Gently, reverently, with white-hearted courtesy, he bent over her, took her hands, and lifted her to her feet.

"May our dear Lord look kindly on you," he said, "and inspire you with that love for Him which alone can quiet and satisfy the unruly heart."

"You are—very good," she replied; "very good! I will—go—now."

She released her hands from his and drew them across her eyes as if to banish some vision that enthralled her, and turned toward the door. But at the first step her physical strength failed her, she tottered and would have fallen, so limp and nerveless was she, had he not sprung to her side and held her to her feet. Once again, as on that night at the bridge, she felt the pressure of his arm about her. It revived her, strengthened her, thrilled her through with new and exultant life. So, supported and revivified, she moved with him across the room toward the hall.

"Thank you!" she said. "It was foolish of me to be faint. But I am very strong now. Good-night!"

"No," he replied, "I cannot let you go alone. You are not fit. Sit here and I will call a cab, and I'll send the nurse to stay with you till it comes."

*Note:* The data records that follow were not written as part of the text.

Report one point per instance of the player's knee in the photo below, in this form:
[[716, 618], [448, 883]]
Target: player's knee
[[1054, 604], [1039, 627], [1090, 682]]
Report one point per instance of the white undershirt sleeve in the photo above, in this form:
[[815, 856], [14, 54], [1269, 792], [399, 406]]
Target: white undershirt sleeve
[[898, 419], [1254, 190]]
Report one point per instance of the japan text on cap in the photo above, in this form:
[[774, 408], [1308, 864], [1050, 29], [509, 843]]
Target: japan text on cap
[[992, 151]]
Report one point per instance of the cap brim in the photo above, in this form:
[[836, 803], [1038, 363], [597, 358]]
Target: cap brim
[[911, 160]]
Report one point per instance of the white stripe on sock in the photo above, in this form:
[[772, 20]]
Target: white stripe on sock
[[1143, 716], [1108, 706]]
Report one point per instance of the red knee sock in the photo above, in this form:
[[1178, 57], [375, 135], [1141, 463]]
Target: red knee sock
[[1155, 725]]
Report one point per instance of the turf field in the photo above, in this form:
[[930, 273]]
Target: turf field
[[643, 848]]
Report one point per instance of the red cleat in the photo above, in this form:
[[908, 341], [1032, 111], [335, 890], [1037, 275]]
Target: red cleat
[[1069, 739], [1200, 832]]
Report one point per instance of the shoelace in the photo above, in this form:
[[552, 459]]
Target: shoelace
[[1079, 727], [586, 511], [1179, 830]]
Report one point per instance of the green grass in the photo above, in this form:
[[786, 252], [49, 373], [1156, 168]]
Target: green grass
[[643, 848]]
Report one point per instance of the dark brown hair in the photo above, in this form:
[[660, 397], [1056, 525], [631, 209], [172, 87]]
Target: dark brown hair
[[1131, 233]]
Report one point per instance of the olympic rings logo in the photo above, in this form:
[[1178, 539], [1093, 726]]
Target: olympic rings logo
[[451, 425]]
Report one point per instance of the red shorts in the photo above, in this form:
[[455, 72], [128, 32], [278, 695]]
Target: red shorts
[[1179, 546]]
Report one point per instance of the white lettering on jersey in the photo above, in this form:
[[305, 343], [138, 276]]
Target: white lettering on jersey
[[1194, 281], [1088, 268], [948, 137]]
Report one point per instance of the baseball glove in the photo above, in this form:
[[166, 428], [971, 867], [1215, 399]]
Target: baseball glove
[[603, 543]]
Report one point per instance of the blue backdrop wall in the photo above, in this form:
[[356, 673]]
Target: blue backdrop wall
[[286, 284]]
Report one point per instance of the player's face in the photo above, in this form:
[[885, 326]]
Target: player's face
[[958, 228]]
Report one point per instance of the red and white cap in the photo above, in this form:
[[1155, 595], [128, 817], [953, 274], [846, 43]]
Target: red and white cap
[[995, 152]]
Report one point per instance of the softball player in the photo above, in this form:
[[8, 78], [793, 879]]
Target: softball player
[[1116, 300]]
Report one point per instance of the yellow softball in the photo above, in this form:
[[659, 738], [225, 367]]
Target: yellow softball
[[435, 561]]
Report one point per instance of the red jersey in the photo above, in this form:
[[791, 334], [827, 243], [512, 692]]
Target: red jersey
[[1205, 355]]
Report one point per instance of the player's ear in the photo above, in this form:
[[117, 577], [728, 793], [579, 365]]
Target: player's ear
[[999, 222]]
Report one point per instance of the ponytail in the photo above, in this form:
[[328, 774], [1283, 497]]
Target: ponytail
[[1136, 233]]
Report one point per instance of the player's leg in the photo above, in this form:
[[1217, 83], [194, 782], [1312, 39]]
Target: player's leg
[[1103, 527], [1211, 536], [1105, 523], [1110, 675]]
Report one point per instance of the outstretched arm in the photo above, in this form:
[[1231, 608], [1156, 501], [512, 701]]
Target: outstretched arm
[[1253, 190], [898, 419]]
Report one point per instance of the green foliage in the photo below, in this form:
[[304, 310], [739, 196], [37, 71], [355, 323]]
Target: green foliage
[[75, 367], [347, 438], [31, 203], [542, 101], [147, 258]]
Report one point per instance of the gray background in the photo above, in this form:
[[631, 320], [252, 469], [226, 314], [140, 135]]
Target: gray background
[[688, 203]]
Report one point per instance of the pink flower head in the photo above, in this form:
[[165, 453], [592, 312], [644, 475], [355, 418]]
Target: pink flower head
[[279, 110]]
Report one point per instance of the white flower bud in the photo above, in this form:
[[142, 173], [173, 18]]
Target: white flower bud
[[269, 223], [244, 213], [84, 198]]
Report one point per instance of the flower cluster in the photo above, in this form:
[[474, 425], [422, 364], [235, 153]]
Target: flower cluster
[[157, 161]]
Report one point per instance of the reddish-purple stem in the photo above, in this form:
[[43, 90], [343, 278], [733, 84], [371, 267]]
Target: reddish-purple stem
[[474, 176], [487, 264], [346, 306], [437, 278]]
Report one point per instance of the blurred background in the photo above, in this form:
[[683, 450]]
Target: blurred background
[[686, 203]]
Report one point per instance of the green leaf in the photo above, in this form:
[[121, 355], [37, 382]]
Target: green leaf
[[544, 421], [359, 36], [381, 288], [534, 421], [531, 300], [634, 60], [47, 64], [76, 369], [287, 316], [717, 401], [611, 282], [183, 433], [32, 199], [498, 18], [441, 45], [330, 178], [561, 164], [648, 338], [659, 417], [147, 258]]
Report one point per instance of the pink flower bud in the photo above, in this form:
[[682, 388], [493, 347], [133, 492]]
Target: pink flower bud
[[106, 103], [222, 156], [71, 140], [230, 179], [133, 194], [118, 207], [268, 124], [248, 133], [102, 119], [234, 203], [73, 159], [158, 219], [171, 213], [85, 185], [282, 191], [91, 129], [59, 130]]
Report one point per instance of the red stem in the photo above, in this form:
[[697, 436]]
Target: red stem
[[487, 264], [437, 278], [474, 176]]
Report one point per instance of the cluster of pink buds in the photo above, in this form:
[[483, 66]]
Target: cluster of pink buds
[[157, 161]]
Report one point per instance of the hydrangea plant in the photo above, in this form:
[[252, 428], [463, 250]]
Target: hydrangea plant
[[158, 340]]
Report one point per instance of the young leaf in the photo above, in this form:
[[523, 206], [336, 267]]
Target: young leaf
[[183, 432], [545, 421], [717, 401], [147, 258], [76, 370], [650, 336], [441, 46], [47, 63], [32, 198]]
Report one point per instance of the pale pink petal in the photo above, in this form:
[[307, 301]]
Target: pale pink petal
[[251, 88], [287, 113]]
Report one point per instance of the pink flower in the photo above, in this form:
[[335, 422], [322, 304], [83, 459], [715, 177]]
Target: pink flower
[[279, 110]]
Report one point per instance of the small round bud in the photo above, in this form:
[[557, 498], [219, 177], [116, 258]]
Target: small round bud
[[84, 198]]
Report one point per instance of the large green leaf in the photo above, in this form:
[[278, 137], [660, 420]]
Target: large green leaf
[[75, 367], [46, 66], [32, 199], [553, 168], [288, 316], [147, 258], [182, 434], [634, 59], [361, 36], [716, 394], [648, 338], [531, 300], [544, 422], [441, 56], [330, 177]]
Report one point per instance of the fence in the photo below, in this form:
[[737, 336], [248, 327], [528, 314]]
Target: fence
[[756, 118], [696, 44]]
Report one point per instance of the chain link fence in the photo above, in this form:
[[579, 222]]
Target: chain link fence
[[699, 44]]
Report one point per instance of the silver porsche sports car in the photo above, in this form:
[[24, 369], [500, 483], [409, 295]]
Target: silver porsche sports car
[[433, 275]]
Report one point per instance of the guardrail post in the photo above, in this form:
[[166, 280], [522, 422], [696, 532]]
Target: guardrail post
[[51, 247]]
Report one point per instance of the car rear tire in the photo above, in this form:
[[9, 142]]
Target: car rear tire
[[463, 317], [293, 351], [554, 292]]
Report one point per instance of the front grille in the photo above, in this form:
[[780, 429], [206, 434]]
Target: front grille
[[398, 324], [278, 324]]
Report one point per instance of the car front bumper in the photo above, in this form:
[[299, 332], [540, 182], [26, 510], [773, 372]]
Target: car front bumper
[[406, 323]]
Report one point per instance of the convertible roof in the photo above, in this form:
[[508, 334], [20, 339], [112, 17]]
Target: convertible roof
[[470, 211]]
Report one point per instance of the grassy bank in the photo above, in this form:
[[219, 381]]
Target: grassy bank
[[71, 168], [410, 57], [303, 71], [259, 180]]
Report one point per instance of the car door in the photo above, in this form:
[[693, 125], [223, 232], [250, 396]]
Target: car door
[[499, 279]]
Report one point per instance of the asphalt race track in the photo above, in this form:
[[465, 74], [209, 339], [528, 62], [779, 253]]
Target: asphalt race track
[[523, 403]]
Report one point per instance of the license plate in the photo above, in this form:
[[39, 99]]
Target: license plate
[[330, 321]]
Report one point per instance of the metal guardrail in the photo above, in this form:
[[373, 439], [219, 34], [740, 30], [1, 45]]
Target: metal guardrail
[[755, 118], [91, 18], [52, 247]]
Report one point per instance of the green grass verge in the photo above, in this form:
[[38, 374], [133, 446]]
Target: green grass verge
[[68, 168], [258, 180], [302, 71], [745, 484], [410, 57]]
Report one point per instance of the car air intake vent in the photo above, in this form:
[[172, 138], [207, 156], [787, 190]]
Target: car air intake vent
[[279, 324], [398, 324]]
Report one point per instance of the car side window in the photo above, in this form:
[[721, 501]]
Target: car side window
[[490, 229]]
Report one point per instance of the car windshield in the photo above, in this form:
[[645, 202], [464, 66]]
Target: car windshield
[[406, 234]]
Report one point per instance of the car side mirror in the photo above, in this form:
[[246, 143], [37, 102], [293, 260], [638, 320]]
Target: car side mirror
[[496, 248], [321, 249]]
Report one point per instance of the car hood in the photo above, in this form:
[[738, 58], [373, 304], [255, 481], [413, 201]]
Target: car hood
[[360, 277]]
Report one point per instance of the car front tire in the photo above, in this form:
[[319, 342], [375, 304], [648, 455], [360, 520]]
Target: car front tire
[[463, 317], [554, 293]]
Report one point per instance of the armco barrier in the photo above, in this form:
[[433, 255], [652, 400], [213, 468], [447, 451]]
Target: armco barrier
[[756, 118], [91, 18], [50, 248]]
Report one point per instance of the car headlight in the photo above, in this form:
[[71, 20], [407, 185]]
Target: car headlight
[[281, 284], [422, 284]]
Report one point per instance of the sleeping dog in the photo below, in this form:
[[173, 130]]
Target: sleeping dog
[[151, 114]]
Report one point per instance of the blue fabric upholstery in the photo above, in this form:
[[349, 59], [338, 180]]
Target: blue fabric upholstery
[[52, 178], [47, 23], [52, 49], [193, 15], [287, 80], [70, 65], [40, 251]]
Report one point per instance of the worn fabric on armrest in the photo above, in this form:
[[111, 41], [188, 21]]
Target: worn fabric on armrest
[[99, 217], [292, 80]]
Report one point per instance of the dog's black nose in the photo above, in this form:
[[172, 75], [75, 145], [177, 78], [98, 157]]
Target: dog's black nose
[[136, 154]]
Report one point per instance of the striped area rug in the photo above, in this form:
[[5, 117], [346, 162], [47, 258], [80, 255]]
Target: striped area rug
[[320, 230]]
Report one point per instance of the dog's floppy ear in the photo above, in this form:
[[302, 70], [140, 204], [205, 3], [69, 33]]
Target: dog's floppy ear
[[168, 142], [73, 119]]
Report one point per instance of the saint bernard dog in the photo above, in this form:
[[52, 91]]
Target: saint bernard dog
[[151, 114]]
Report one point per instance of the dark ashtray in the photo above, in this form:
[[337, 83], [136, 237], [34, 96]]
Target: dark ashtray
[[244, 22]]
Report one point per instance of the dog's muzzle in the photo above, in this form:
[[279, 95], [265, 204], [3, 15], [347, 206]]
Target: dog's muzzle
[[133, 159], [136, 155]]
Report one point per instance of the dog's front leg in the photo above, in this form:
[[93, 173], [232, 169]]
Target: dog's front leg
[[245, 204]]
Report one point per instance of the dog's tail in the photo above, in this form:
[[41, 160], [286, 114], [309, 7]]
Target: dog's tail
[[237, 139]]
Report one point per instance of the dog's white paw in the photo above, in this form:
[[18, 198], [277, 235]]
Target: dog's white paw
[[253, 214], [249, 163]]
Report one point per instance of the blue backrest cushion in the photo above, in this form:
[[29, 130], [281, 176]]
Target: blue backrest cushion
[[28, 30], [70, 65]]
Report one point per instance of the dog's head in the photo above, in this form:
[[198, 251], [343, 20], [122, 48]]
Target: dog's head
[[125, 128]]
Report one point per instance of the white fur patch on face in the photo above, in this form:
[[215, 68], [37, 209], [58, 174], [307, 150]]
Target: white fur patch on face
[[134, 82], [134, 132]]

His will was still her law and she obeyed. So he placed her in a chair and hurried away. But, when he was gone, she was seized with a sudden desire to escape—before he should return—before others should come and find her there—before her courage should utterly fail. She rose, hurried down the hall, pushed back the snap-lock of the door which she opened and closed behind her, went down the steps to the walk, and started to cross the rectory lawn to the street.

A man stepped out from the shadows beneath the parlor bay, gripped her shoulder, and swung her around till she faced him. By the light of the full moon she saw that it was Stephen Lamar. His eyes were blazing with murderous passion. His voice, as he spoke, was thick and hoarse.

"I tracked you here," he said. "I saw you—through the window. I told you—if you did it once more—I'd kill you both. I'm going—to do it."

Before she could move, or speak, or scream, there came a flash, a report, a wisp of curling smoke; she staggered, fell, lay prone on the rectory lawn, and there she died.

He turned and went up the steps to the door from which she had just emerged, and tried to open it, and found it locked. He threw his weight against it, but it would not yield.

Two men, standing at the street-corner, engaged in conversation, heard the pistol-shot, and saw the woman as she fell. They ran, and met the man as he lurched down the rectory steps. For a moment he held them at bay at the point of his revolver. Then he turned the weapon on himself and fired two shots in quick succession. He fell plunging to the earth. On his sprawling body and distorted face the light of the full moon struck. But, where Mary Bradley lay, the shadow of the spire of Christ Church rested, like the shadow of the hand of a pitying God.